Nello studio, riportato dal New York Times, con tanto di grafico molto esplicativo (che pubblichiamo qui sotto), Sergio Correia e Stephan Luck della Federal Reserve, assieme a Emil Verner del Mit, hanno studiato il comportamento delle città e degli stati americani, che per affrontare quella emergenza sanitaria a inizio secolo adottarono strategie anche radicalmente diverse, incrociando le misure di contenimento adottate, il tasso di mortalità e l’andamento dell’economia negli anni successivi.

E ne viene fuori un quadro quasi sensazionale. Per fare un esempio subito chiaro, prendiamo il caso emblematico di Minneapolis e Saint Paul, due città considerate gemelle, le maggiori dello Stato del Minnesota, la più popolata la prima e capitale la seconda, divise solo dal fiume Mississipi, che ne spacca in due l'agglomerato urbano.
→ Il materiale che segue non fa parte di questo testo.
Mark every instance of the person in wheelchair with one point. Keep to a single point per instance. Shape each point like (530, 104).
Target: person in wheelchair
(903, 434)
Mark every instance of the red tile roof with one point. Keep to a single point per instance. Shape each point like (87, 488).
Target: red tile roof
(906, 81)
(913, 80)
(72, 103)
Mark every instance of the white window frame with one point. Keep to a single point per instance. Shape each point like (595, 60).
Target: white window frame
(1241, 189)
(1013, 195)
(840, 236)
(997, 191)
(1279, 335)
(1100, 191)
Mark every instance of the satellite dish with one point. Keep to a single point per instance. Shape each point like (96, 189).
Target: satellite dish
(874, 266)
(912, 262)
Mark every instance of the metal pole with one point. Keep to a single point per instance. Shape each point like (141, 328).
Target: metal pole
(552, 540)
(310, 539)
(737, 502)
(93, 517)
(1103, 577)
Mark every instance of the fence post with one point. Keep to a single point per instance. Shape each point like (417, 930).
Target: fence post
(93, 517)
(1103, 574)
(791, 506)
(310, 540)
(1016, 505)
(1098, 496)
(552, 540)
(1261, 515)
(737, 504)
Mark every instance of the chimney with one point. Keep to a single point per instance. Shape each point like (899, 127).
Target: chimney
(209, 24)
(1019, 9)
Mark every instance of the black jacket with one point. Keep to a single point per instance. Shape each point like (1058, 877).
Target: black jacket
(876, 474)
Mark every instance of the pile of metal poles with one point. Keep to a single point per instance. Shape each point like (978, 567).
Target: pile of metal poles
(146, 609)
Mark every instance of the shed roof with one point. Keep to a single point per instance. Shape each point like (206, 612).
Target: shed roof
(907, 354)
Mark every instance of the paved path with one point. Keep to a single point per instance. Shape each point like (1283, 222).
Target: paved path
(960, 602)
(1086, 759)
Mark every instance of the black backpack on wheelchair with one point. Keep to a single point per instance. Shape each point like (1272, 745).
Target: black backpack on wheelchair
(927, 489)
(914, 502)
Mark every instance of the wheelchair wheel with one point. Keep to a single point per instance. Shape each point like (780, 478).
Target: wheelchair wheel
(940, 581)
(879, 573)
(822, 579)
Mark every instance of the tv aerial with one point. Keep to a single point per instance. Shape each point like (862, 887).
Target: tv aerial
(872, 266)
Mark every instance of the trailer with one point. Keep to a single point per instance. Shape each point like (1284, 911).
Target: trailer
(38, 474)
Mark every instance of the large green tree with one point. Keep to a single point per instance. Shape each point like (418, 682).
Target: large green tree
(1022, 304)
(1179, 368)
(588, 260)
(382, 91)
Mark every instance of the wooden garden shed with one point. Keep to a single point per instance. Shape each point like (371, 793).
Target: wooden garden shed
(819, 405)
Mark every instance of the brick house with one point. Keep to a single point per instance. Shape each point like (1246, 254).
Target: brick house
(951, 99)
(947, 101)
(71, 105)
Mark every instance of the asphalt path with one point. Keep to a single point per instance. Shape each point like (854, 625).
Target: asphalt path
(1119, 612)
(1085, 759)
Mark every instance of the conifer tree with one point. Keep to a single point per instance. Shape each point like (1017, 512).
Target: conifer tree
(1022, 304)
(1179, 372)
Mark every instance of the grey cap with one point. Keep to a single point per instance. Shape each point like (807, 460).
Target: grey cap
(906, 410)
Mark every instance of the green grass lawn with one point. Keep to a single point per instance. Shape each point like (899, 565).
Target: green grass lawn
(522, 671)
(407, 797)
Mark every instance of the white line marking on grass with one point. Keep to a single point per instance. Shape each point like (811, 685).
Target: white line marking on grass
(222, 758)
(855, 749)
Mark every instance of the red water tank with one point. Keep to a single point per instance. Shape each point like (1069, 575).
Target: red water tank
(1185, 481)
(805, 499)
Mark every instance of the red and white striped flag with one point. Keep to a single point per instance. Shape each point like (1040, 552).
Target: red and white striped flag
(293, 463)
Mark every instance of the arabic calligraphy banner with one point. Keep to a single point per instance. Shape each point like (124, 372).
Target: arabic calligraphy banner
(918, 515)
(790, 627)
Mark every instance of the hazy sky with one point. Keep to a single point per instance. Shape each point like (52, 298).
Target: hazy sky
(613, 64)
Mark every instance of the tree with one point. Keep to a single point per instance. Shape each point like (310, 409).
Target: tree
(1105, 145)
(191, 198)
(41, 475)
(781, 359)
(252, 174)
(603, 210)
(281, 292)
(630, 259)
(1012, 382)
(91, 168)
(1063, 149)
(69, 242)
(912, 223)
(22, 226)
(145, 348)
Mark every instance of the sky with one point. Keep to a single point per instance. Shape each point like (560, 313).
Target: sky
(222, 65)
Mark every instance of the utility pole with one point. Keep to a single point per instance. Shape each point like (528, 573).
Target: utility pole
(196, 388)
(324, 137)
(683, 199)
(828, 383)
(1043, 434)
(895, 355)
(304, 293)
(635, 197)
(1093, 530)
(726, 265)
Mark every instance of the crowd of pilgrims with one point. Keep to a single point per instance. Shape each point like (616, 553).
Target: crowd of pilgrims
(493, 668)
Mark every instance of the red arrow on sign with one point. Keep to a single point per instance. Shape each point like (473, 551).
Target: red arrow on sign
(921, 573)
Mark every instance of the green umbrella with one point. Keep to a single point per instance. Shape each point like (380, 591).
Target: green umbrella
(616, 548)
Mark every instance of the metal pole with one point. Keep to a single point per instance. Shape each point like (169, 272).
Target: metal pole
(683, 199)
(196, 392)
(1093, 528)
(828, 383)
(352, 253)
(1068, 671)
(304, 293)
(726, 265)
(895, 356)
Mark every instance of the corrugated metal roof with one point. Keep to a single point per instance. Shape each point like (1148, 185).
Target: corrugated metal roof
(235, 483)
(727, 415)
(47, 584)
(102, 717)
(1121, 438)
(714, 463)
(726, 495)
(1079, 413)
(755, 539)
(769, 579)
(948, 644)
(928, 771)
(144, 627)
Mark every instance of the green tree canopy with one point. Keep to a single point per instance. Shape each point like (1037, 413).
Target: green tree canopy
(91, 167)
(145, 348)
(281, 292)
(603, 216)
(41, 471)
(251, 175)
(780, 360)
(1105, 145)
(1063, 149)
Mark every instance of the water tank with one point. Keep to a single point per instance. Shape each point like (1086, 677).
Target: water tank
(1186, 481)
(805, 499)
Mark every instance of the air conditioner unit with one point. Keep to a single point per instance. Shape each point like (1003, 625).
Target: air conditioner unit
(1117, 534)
Stessa società, usi, consumi, cultura, solo amministrazioni locali diverse e diverse strategie.

Opposte, un secolo fa, nell'affrontare l'emergenza scatenata dalla diffusione dell'influenza spagnola, che è bene ricordarlo, ebbe ben altri effetti sull'umanità rispetto a quelli che, si spera, potrebbe avere il coronavirus: si stima che un terzo della popolazione mondiale fu colpito dall’infezione durante la pandemia del 1918–1920.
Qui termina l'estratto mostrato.